Just use Negativo's Repo...

Since Nvidia totally screwed up the gcc versioning/ABI on Fedora 24, I decided to take the easy option and use someone else's pre-packaged Nvidia installation.

I had tried this method before (on previous Fedoras), but the choices of paths had left me unconvinced (particularly since during the 'teething' phase of getting the installation working, error messages can come from all sorts of sources/reasons).
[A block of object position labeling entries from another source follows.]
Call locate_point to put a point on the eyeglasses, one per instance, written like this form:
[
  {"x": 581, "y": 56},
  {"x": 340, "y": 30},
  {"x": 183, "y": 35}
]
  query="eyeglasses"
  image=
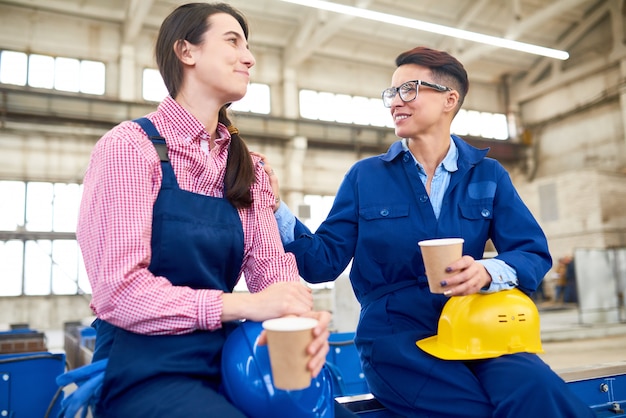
[{"x": 408, "y": 91}]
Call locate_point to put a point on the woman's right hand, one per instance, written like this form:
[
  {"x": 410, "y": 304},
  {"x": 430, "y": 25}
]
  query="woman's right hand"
[
  {"x": 276, "y": 300},
  {"x": 272, "y": 177}
]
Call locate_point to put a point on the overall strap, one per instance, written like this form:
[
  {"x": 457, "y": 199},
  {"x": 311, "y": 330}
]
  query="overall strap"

Here's a quick run-down of what has worked for me :

Clean out previous installations

dnf remove xorg-x11-drv-nvidia  # 1Gb of stuff disappears
dnf remove cuda-repo-*

rm -rf /usr/local/cuda*
# And remove the reminants of any other blind-alleys you've previously gone down...

Check that you've got a GPU

Running :

sudo lspci | grep -i NVIDIA

should result in a line that mentions your VGA adapter.

Add the Negativo Nvidia Repo

The negativo Nvidia repo should now be added :

dnf config-manager --add-repo=http://negativo17.org/repos/fedora-nvidia.repo

And then install the nvidia driver, and the necessary libraries for cuda operations.

Note that if you want X11 to run on the graphics card, you'll obviously need a monitor attached. However, since I didn't attach a monitor to the machine while doing this, it's not proven that the video card ends up capable of doing anything but cuda operations :: But that's fine with me, because this is a machine that won't ever have a monitor attached to it (much to the disappointment of the gamers in the office).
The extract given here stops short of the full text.